Evvela bazı konularda bazı tanımları yapmamız gerekiyor. Zira size bazı şeyleri izah edebilmemiz için bazı terimleri ve anlamlarını bilmeniz, en azından belli seviye terminolojiye hakim olmanız gerekiyor. Ayrıca şu rehberimiz de yeni sekmede açık olsun: Ceza/Savcılık Soruşturması Açıldı Ne Yapmalıyım? Kaç Ay Sürer? Memuriyete Etkisi?-Kurtulma Rehberi

Dolandırıcılık Suçu Nedir ve Şartları

Dolandırıcılık suçu hakikatın ustaca ve belli bir zihinsel çaba ile gizlenmesi suretiyle bir kişiden menfaat elde edilmesi ile oluşur. Dolandırıcılık suçunun failleri genelde yoldan sapmış pazarlamacılardır. Pazarlamacılar günümüzde; gerçeği çarptırıp yeniden şekillendirir ve hakikat sonrası çağın gerektirdiği üzere “gerçeğin yeniden yaratılması” sürecini yürütürler. Bu bahsettiğim yasalara uyan pazarlamacılar; belirli sınırlarda ve etik kurallar içerisinde haksız rekabet yaratmayacak şekilde görevlerini yürütürler. Yani hakikati çarptırırken piyasadaki hakim oyuncuların ve markaların müşterilerinin parasına fazla göz dikmezler. Ancak eğer ki belli bir sınırı aşarlarsa ve reklam başına elde edilen gelir belli bir oranı geçerse bu durumda düzenin sürdürülebilirliği için tehdit olurlar ve artık o noktadan sonra dolandırıcı yaftasını taşırlar… Bu noktada dolandırıcılık suçunun oluşmaması için  en önemli kriter “gerçek yeniden şekillendirildikten sonra kendilerinden menfaat sağlanan kişiler çok kısa vadede ve derhal, çok hızlı şekilde mutsuz olmamalıdır”. Mesela kansere yol açan ve aslında hiçbir işe yaramayan bir hapı dev bir marka çatısında satan firmalar genelde dolandırıcılıktan yargılanmaz zira bu markanın müşterileri o hapı aldıkları sürece kısa vadede mutludurlar.

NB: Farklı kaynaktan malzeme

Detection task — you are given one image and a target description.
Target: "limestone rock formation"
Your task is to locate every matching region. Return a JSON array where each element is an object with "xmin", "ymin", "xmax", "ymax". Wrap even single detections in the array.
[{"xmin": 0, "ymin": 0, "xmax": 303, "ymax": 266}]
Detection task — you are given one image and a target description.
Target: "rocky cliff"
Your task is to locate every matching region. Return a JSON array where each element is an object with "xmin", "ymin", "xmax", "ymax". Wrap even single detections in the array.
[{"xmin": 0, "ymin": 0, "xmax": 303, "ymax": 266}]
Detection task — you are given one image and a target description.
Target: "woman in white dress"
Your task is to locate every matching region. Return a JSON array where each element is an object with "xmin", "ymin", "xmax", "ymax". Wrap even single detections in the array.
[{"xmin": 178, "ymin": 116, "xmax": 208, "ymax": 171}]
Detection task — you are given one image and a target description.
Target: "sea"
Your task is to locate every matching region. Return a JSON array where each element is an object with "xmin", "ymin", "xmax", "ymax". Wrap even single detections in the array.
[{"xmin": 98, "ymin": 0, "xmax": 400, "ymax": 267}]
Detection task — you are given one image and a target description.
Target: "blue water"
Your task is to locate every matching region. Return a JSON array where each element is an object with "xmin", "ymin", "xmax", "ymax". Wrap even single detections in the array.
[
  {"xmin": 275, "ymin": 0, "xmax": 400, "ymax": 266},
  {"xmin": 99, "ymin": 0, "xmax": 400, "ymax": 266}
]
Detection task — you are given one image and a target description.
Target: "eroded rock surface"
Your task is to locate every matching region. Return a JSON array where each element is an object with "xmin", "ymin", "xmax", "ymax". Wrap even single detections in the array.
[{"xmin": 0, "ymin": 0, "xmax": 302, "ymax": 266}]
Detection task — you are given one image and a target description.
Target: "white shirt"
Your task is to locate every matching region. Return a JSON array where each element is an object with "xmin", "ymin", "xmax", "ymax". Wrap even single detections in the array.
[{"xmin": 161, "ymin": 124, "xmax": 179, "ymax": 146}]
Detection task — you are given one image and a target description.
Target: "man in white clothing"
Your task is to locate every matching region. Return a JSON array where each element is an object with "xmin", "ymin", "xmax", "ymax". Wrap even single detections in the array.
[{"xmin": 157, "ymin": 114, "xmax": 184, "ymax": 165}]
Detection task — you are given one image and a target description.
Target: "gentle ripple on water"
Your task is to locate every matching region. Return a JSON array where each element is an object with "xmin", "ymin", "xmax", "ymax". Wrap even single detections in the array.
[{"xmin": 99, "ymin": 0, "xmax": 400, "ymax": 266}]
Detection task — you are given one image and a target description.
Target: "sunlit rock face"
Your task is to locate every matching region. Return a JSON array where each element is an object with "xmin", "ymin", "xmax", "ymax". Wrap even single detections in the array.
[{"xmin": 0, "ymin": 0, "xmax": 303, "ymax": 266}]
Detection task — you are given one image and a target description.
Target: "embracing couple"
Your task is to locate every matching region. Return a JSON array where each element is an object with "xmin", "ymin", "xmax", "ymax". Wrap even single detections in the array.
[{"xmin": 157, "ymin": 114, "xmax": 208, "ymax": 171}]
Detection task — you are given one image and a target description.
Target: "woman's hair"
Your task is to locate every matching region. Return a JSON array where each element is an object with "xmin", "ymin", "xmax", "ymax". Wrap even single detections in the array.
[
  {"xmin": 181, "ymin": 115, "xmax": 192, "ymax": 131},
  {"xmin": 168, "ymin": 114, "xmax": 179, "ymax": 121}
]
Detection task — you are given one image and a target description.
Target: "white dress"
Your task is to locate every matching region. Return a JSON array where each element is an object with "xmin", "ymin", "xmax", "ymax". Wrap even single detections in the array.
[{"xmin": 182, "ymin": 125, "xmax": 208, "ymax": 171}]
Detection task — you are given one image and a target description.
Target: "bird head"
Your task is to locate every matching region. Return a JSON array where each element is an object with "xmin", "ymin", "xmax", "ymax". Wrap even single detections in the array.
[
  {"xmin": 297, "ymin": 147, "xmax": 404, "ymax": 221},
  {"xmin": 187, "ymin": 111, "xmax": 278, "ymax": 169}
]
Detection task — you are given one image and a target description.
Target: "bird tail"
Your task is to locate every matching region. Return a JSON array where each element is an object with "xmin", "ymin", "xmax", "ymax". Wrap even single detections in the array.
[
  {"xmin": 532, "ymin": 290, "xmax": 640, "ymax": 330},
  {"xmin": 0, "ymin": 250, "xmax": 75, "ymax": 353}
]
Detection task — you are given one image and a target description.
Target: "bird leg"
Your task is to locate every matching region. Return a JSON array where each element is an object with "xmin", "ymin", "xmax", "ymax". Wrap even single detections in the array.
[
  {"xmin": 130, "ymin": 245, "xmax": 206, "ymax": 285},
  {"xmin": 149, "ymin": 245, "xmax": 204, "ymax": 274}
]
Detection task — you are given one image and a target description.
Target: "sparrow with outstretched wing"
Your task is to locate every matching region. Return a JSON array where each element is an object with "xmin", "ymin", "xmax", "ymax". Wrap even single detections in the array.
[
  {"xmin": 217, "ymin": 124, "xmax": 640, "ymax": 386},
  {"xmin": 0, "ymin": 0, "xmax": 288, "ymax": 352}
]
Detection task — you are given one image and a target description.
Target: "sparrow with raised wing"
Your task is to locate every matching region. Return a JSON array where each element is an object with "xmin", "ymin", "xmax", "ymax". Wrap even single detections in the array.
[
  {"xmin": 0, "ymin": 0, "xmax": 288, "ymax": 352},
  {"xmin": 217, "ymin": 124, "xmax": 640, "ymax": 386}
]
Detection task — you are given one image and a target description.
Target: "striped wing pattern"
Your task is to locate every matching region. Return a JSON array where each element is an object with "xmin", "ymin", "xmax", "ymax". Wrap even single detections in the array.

Olayın aslı yıllar sonra ortaya çıktığında ise iş işten geçmiş olacaktır. Marka çatısının büyüklüğü nedeniyle de tüketici dahil kimse dolandırıcılık suçundan suç duyurusunda bulunmayacaktır. Olay belki birkaç marjinal gazetenin küpüründe birkaç gün dillendirilecek ve sonrasında kısa sürece unutulacaktır.

Elbette  sayın Yargıtay’ımız yukarıda benim  tanımladığım gibi gerçekçi bir tanım yapmayacaktır sizlere. Yargıtay 15. Ceza Dairesi’nin tanımı aynen şu şekildedir:

“Hileli davranışlarla bir kimseyi aldatıp, onun veya başkasının zararına olarak, kendisine veya başkasına bir yarar sağlayan kişiye bir yıldan beş yıla kadar hapis ve beş bin güne kadar adli para cezası verilir.” şeklinde düzenlenmiş olup dolandırıcılık suçunun banka veya diğer kredi kurumlarınca tahsis edilmemesi gereken bir kredinin açılmasını sağlamak maksadıyla işlenmesi ise nitelikli hal olarak düzenlenmiştir. Bu surette esasen kredi dolandırıcılığı dolandırıcılık suçunun nitelikli bir halini oluşturmakta olup, esasen bu suçla cezalandırılan “tahsis edilmemesi gereken bir kredinin tahsis edilmesi”dir.

Bu konuda; Yargıtay 15. Ceza Dairesi ( 2013/14846 Esas, 2013/12178 Karar, 01.07.2013 tarihli kararı) da benzer görüştedir. Türk Dil Kurumu’nu açıp baktığımızda ise şöyle bir tanım karşımıza çıkıyor:

“Birini aldatmak, yanıltmak için yapılan düzen, dolap, oyun, desise, entrika” (Türk Dil Kurumu, Türkçe Sözlük, s. 891.) Kaynak

Dolandırıcılık Suçu Oluşması Şartları da yine yerleşik içtihatlarda şu şekilde şartları gerektirmektedir:

1) Failin bir takım hileli davranışlarda bulunması,

2) Hileli davranışların mağduru aldatabilecek nitelikte olması,

3) Failin hileli davranışlar sonucunda mağdurun veya başkasının aleyhine, kendisi veya başkası lehine haksız bir yarar sağlaması, Kaynak: Yargıtay yerleşik içtihatları

Yukarıdaki kanun maddesinden de görebileceğiniz üzere dolandırıcılık suçunun basit halinin cezası 1 yıldan 5 yıla kadar para cezasıdır (TCK 157).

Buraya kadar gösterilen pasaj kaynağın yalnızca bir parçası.